From a far wall slid open several panels that revealed manacled alcoves, and it didn't take the gang long to figure out who they were for.

"Now, no more questions," Chen barked at them. "You are all now prisoners of PERIL."

The commander turned to the helmsman. "Set a course for our secret base in the Pacific," he ordered. "Who knows? Maybe these fools might make good PERIL agents, if we find them useful.

Marcie could see the starry heavens begin to slowly rotate away as she growled to Chen, "I guess you need to be a fool to join PERIL."

"Humph," he scoffed in reply. "We just want your smarts, not your smart mouth."

Chen glanced over to one of the PERILbots who accompanied him in the aircraft, hovering near the helmsman's avionics board.

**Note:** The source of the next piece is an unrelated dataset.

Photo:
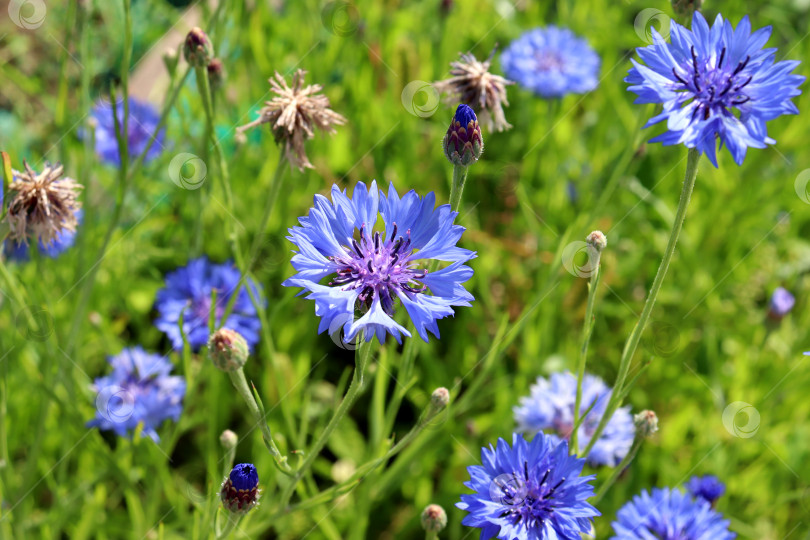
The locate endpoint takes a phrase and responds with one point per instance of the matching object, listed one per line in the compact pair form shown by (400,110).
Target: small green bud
(228,350)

"You! Take off her jacket," he commanded it. "She has chemicals hidden in there. I saw her use them to help disable one of your lot, earlier."

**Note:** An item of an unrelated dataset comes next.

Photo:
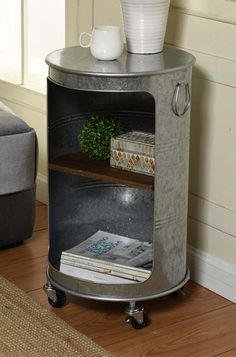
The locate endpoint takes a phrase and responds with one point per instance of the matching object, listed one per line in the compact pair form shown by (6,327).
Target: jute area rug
(27,329)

The robot guard floated over and took Marcie back to the flight board, put its hands under her arms and lifted them open. Since she never buttoned her jacket, it opened up from her raised arms.

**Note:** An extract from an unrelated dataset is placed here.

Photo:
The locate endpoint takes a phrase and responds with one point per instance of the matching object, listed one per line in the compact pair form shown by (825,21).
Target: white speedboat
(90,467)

It then began to rummage through its inner pockets, taking out various capsules, small tools, a magnifying glass, and two small vials of acid, putting them all on an unoccupied area of the slightly sloping the avionics board, for the sake of its convenience.

"And the rest of you robots," Chen said to the other floating automata. "Get ready to put the prisoners into the holding cells."

While the rest of the gang was either focused on Marcie's confiscated items on the control board or their rising worry as the other PERILbots approached them, Marcie's closed mouth starts to move about.

With a soft crunch, Marcie bit down and spat out a leaking Insta-Ice capsule at the flight board. The liquid began to congeal and freeze across its surface almost immediately.

The helmsman was the first to notice the ice growing and spreading out, knocking over her other capsules and, importantly, the acid vials.

Both glass tubes fell on each other and shattered, releasing their cargo, which quickly began eating a bubbling hole through the metal floor, destroying vital wiring and cables as they flowed down.

The airship suddenly bucked and tilted upward, and a violently, shuddering list was suddenly felt throughout the airship.

So violent was the movement, that when the floor shifted out from underneath Chen's feet, he, to his horror, let the washing machine window slip from his hand, which then bounced against the back of the helmsman's helmet.

With a deflected spin, the window finally fell against the steel floor and broke, but because it was so thick, it cracked apart in only three large pieces and a few distant shards.

Although the PERILbots easily righted themselves in mid-air, most of the officers and all of the gang, with the exception of the helmsman, who was hanging on desperately by the control yoke, and Chen, who managed to be quick enough to hang on to one of the arms of the fallen commander's chair, stumbled and rolled roughly to one side of the control cabin and stopped harshly, as a sore pile, against one of its wide windows.

Clearly to everyone on board that the SpaceBlimp, it was not as ship-shape as it once was.